Although this evidence is admittedly case based and therefore anecdotal, it could be used to highlight the importance of the problem and develop support for its solution.

A Welcome Addition to Previous Recommendations about Countering Conflicts of Interest

For whatever reason, this issue somehow seemed to escape the attention of many of those who have written about conflicts of interest in health care.  Even those who advocated taking a harder line on conflicts of interest have generally avoided this issue.

Brennan et al made recommendations about reducing conflicts of interest in 2006, but focused on students and faculty, not top leaders and executives (see post here).(3)  The 2009 Institute of Medicine report set relatively tough standards for managing conflicts of interest affecting clinical research and teaching, which unfortunately since have largely been ignored.  It did call for senior institutional officials to disclose their conflicts of interest, and for institutional boards of trustees to form conflicts of interest committees that would exclude conflicted individuals, but otherwise did not address conflicts of interest affecting academic leaders or institutional trustees.  The 2013 Pew Charitable Trusts Conflicts-of-Interest Policies for Academic Medical Centers suggested restrictions on conflicts affecting faculty, trainees, and students, but again did not mention senior institutional leaders or boards of trustees.


So it is very nice to see that the issue of what we once called a new species of conflict of interest finally has made the big time.  Whether it now gets any traction remains to be seen.  Unfortunately, since conflicts of interest can be so profitable for the directly affected parties, I fully expect they will continue to oppose any restrictions.  The money they have made will likely be used to deploy marketing and public relations personnel and legal counsel to counter any attempts to try to make this aspect of health care more honest.

As we have said again and again, the web of conflicts of interest that is pervasive in medicine and health care is now threatening to strangle medicine and health care.  For patients and the public to trust health care professionals and health care organizations, they need to know that these individuals and organizations are putting patients' and the public's health ahead of private gain.
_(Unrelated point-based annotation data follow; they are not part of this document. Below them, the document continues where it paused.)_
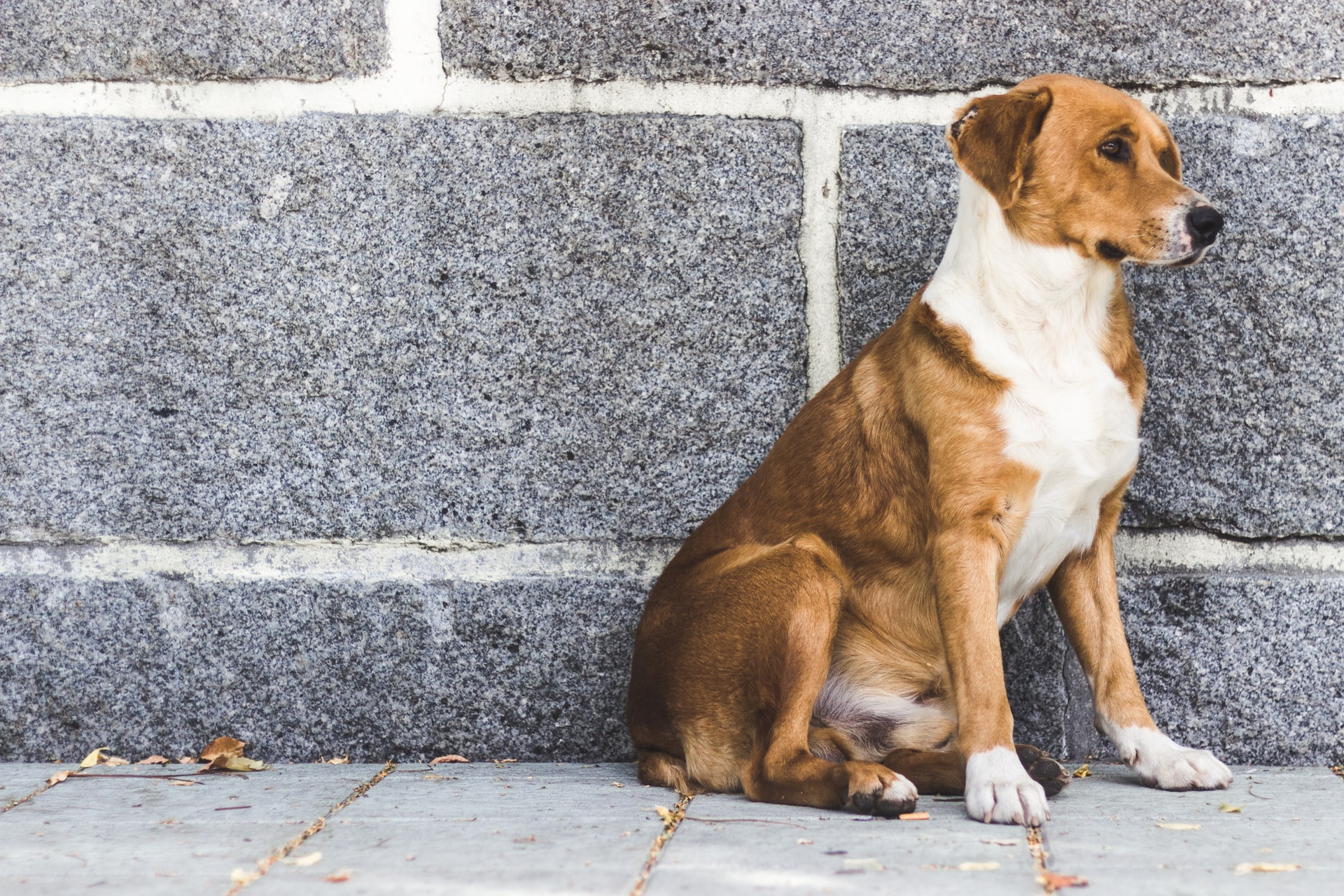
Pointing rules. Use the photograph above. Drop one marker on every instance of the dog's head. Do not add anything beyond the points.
(1075, 163)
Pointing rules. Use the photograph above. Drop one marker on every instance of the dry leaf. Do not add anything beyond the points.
(1245, 868)
(223, 747)
(93, 760)
(235, 763)
(242, 876)
(1062, 881)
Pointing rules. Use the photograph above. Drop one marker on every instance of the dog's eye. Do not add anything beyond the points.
(1117, 149)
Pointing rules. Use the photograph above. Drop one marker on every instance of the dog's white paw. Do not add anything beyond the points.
(999, 790)
(1160, 762)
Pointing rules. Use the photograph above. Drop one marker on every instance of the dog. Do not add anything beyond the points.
(830, 636)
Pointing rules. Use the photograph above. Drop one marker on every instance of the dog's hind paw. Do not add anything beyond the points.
(881, 793)
(1043, 769)
(1160, 762)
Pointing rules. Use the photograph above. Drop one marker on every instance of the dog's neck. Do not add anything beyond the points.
(1021, 302)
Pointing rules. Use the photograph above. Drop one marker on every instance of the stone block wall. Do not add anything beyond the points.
(362, 365)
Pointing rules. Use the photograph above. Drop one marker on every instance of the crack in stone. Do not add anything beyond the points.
(265, 864)
(671, 821)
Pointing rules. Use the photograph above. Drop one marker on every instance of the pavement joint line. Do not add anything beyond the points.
(432, 559)
(671, 821)
(45, 786)
(265, 864)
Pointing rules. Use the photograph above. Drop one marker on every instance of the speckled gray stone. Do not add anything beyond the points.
(1245, 418)
(527, 668)
(894, 43)
(359, 327)
(200, 41)
(1243, 665)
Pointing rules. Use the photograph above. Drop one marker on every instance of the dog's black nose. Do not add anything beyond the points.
(1205, 222)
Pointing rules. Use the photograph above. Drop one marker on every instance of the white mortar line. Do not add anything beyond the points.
(336, 564)
(402, 561)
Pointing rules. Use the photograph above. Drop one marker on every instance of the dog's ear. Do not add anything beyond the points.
(991, 139)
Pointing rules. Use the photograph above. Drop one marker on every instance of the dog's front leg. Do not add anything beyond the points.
(997, 786)
(1088, 602)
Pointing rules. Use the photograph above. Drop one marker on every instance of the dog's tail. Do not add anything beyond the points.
(664, 770)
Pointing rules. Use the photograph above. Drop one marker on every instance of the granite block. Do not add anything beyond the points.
(527, 668)
(1243, 428)
(200, 41)
(365, 327)
(914, 45)
(1238, 664)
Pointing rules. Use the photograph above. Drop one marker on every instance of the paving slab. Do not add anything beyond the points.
(1109, 832)
(729, 844)
(140, 834)
(517, 828)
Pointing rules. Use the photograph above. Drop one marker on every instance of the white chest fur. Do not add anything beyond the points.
(1037, 316)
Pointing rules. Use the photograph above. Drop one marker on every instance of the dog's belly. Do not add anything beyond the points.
(1082, 438)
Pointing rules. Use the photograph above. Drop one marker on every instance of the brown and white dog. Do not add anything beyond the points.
(830, 636)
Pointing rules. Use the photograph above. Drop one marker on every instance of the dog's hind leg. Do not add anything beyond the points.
(806, 582)
(944, 771)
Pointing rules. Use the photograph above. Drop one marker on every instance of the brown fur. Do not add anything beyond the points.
(872, 539)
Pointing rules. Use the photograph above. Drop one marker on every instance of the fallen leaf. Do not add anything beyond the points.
(241, 876)
(235, 763)
(93, 760)
(1245, 868)
(1062, 881)
(223, 747)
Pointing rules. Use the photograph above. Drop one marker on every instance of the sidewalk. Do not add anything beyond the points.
(537, 828)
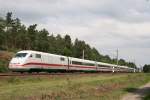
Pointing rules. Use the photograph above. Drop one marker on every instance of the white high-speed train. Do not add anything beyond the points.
(34, 61)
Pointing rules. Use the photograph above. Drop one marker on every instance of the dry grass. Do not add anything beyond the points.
(94, 87)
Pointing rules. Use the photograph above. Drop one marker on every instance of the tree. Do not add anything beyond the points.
(146, 68)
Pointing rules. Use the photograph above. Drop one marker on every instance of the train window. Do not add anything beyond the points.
(102, 65)
(62, 58)
(76, 62)
(20, 54)
(89, 64)
(38, 56)
(31, 56)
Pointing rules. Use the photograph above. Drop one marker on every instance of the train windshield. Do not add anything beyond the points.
(20, 55)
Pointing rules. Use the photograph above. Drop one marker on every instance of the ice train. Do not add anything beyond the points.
(34, 61)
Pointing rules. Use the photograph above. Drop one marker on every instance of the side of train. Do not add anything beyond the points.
(28, 60)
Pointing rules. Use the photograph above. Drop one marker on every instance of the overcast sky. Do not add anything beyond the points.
(104, 24)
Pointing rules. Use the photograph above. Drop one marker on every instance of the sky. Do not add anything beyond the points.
(107, 25)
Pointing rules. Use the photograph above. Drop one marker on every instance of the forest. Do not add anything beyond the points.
(15, 36)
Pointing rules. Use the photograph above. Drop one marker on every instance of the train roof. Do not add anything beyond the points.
(43, 53)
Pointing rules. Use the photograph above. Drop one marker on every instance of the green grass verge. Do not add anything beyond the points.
(71, 87)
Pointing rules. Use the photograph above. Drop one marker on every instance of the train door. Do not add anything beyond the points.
(63, 61)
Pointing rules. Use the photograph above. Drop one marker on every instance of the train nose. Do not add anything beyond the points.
(15, 63)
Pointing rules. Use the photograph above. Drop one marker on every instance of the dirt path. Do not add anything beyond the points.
(138, 94)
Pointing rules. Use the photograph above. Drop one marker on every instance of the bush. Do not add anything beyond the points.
(146, 68)
(3, 66)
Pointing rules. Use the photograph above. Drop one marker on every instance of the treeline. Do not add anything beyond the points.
(146, 68)
(16, 36)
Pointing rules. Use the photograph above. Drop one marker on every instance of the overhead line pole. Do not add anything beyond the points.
(117, 57)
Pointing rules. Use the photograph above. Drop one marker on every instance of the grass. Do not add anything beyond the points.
(71, 87)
Health care professionals who care for patients, those who teach about medicine and health care, clinical researchers, and those who make medical and health care policy should do so free from conflicts of interest that might inhibit their abilities to put patients and the public's health first. 


1. Pisano ED, Golden RN,Schweitzer L. Conflict of interest policies for academic health system leaders who work with outside corporations.  JAMA 2014;311(11):1111-1112. doi:10.1001/jama.2014.788  Link here.

2.  Campbell EG, Weissman JS, Ehringhaus S et al.  Institutional academic-industry relationships.  JAMA 2007;298(15):1779-1786. doi:10.1001/jama.298.15.1779.  Link here.
3,  Brennan TA, Rothman DJ, Blank L et al.  Health industry practices that create conflicts of interest.  a policy proposal for academic medical centers.  JAMA  2006;295(4):429-433. doi:10.1001/jama.295.4.429  Link here.